Metik Padi di Glinggang: Tradisi Syukur Panen yang Terus Bertumbuh
Tradisi metik padi di desa Glinggang Sampung sebagai perwujudan ungkapan rasa syukur kepada Allah SWT
PONOROGO, SINYALPONOROGO – Suasana Desa Glinggang, Kecamatan Sampung, Ponorogo, tampak semarak pada musim panen tahun ini. Warga berbondong-bondong membawa tumpeng berisi ingkung ayam kampung. Mereka duduk melingkar, berdoa, lalu menyantap hidangan bersama dalam sebuah ritual syukur yang disebut metik padi.
Tradisi ini bukan hal baru. Sudah sembilan kali digelar secara rutin sejak dikemas dalam bentuk festival pada 2017, tradisi metik padi terus berkembang menjadi penanda kuatnya ikatan masyarakat dengan warisan leluhur.
![]() |
Kenduri bersama petani desa Glinggang Sampung dalam tradisi metik padi |
Bagi warga Glinggang, metik padi bukan sekadar pesta makan, melainkan doa bersama agar panen senantiasa melimpah, terhindar dari hama, dan desa tetap dalam keberkahan.
“Ini bentuk ungkapan rasa syukur warga atas panen yang melimpah kepada Allah SWT. Warga membawa tumpeng berisi ingkung lalu kenduri dan makan bersama,” ujar Kepala Desa Glinggang, Mbah Gunung, saat ditemui di sela acara, Kamis (21/8/2025).
Dari Ritual Sawah ke Festival Desa
Riyanto, Ketua Komisi D DPRD Ponorogo yang juga mantan Kepala Desa Glinggang, menuturkan bahwa tradisi ini sejatinya sudah ada sejak masa nenek moyang. Namun baru ketika ia menjabat sebagai kepala desa, ritual sederhana itu dikemas menjadi festival budaya.
“Glinggang ini tidak punya gunung tinggi atau sungai indah untuk jadi daya tarik. Maka yang bisa kita angkat adalah budaya. Dari situlah metik padi kami jadikan festival yang rutin tiap tahun,” ungkap Riyanto.
Ia berharap generasi muda desa bisa terus berinovasi agar tradisi ini tidak sekadar bertahan, tetapi juga tumbuh menjadi identitas kultural Glinggang yang dikenal luas.

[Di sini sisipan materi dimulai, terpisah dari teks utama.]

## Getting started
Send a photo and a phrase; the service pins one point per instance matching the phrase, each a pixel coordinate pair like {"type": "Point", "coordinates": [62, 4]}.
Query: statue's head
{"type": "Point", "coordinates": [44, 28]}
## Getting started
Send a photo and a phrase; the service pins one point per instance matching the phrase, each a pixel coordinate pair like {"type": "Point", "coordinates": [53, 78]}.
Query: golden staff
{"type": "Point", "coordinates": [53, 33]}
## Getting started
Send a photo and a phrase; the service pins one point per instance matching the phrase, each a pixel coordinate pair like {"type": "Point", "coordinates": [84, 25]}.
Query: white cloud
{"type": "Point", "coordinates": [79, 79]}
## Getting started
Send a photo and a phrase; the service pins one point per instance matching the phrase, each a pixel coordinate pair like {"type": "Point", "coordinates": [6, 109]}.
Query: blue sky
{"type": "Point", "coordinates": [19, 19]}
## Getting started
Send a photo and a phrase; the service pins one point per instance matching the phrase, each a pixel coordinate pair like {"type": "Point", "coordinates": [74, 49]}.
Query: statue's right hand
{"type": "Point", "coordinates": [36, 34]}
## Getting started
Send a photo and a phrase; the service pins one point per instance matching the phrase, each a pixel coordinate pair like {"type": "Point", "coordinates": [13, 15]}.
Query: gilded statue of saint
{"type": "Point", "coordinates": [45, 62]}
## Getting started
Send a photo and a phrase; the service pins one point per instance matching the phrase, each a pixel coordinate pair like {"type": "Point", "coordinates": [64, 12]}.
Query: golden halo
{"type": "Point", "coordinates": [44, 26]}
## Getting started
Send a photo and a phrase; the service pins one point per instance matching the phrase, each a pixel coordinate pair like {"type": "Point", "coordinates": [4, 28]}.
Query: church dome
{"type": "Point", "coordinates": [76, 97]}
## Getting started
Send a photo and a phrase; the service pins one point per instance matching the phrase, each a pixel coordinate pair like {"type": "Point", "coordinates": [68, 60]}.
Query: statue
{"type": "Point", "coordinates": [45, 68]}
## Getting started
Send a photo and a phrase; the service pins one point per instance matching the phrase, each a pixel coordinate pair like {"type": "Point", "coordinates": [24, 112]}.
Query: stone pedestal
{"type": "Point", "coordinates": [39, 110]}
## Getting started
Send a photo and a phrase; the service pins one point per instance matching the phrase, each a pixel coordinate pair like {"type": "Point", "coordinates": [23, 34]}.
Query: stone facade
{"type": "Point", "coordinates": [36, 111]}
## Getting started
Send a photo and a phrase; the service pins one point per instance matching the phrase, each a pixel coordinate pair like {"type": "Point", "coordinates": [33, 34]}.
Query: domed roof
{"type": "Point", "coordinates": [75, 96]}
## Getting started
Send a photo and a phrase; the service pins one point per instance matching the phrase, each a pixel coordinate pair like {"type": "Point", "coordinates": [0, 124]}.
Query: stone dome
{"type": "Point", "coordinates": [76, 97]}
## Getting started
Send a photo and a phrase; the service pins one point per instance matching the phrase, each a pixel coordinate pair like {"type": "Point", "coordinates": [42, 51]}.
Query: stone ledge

“Kalau dikembangkan, festival metik padi bisa jadi magnet budaya Ponorogo, sekaligus pengingat bahwa rasa syukur kepada Tuhan harus diwujudkan dalam kebersamaan,” tambahnya.
Apresiasi Pemerintah dan Harapan ke Depan
Kepala Disbudparpora Ponorogo, Judha, yang hadir mewakili Bupati Ponorogo, menyebut tradisi metik padi sebagai warisan agung.
“Budaya seperti ini harus terus dijaga. Bukan hanya ritual syukur, tetapi juga modal sosial untuk memperkuat kebersamaan masyarakat,” katanya.
Hal senada juga disampaikan Camat Sampung, Jaka Wardaya. Ia berharap tradisi semacam ini bisa ditiru oleh desa-desa lain di Ponorogo.
“Syukur panen jangan hanya diucapkan, tapi diwujudkan dalam sedekah bumi, kenduri, dan doa bersama. Itu sekaligus cara merawat harmoni antara manusia, alam, dan Sang Pencipta,” ujarnya.
Acara metik padi di Glinggang semakin hidup dengan dukungan karang taruna desa. Kaum muda tidak hanya membantu teknis acara, tetapi juga memastikan nilai-nilai tradisi tersampaikan kepada generasi berikutnya.
Di tengah modernisasi yang sering mengikis kearifan lokal, Glinggang memilih jalan berbeda: menjaga warisan budaya dengan rasa syukur dan kebersamaan.
Tradisi metik padi pun tidak hanya menjadi pesta panen, melainkan cermin keteguhan masyarakat dalam nguri-nguri budaya sekaligus doa agar bumi tetap memberi kehidupan.